A typical application for diodes is in the conversion of an AC signal into a constant DC signal which can then be used to power electrical circuits. To make such a circuit we'll use the 24V transformers provided. These transformers take the wall signal of approx 120Vrms and drop it down to 24Vrms at a frequency of 60Hz. By attaching a rectifier we can transform the AC signal so that it only passes load current in one direction. Finally, if we filter the signal out of the rectifier, we can obtain a fairly constant DC signal that can be used as a power source for electronic circuits. Power circuits similar to these are found in virtually all electronic equipment, including computers, stereos and televisions.

To understand how the filter works, consider the circuit shown in Fig. 1.3.

  

Figure 1.3: DC Power Supply without Load

As the signal at V_o increases, the capacitor charges up virtually instantaneously since there is very little resistance in the circuit. After the waveform reaches its peak value and starts to decrease, the voltage on the capacitor is higher that the voltage going into the rectifier. Thus, the diodes will be reverse biased, and no current will flow out of capacitor so it cannot discharge.

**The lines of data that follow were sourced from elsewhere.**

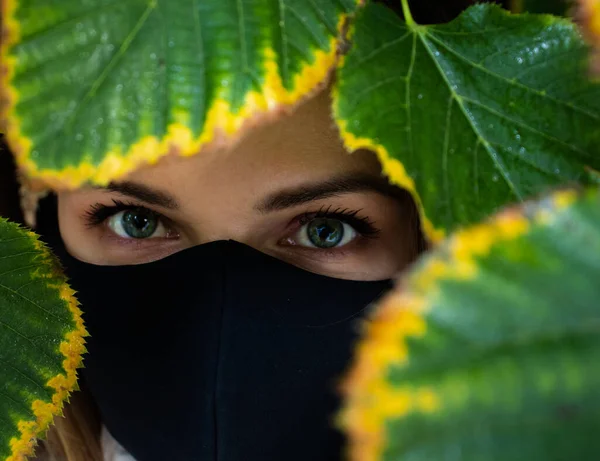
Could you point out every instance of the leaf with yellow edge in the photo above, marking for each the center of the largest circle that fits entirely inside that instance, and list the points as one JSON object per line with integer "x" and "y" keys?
{"x": 588, "y": 14}
{"x": 41, "y": 340}
{"x": 93, "y": 88}
{"x": 488, "y": 109}
{"x": 488, "y": 349}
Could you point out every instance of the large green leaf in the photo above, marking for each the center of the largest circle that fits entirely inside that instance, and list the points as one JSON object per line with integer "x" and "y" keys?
{"x": 488, "y": 109}
{"x": 489, "y": 349}
{"x": 41, "y": 340}
{"x": 558, "y": 7}
{"x": 93, "y": 88}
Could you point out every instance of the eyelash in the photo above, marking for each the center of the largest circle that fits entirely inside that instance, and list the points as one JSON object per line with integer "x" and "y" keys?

Thus, the capacitor will be pinned at the peak voltage of the AC signal. Now, if we attach a load resistor R_L across the capacitor, as shown in Fig. 1.4, the capacitor will discharge through R_L with time constant $\tau =R_LC$.

  

Figure 1.4: DC Power Supply with Load R_L

If we make C very large so that R_LC is much larger than the period of the AC signal we're rectifying, then the capacitor will not have very much time to discharge, and the output voltage will be almost constant with only a small AC ripple. To approximately determine the amount of AC ripple, we can start from the definition of capacitance

$$V=\frac{Q}{C}$$ (3)

Differentiating both sides with respect to time gives

$$\frac{dV}{dt}=\frac{1}{C}\frac{dQ}{dt}=\frac{I}{C}$$ (4)

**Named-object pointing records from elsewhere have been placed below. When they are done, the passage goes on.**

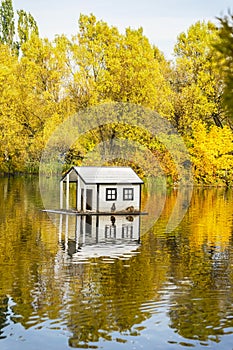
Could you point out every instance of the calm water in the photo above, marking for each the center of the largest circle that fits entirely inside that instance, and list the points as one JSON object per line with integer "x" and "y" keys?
{"x": 61, "y": 289}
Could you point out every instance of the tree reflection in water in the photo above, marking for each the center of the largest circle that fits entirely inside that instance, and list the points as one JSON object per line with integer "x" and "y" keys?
{"x": 185, "y": 275}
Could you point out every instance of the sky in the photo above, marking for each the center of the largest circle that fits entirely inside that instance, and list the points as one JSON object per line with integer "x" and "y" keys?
{"x": 162, "y": 20}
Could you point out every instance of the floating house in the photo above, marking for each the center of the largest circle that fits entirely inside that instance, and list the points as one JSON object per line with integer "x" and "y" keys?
{"x": 102, "y": 189}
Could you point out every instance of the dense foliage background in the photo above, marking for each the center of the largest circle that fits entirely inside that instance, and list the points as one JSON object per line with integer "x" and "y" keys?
{"x": 43, "y": 82}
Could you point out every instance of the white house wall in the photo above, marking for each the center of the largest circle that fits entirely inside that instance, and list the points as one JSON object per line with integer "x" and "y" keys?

Multiplying out by the small time interval $\Delta t$ yields to first order:

$$\Delta V = \frac{I}{C}\Delta t$$ (5)

If we take $\Delta t$ to be approximately the period of a cycle of signal we are rectifying, then $\Delta t \approx \frac{1}{f}$, and the ripple voltage is proportional to the current through the load and inversely proportional to the frequency of the source voltage

$$\Delta V = \frac{I}{fC} = AC~ripple$$ (6)

Finally, if the current is used to drive a load R_L, then the ripple voltage can be approximated by

$$\Delta V = \frac{V_{avg}}{R_LfC} = AC~ripple$$ (7)

where V_avg is the time average voltage delivered to the load. Clearly, from a practical point of view, the more current that is required by the load, the greater the ripple and the less constant the DC voltage and the less ideal the DC power supply.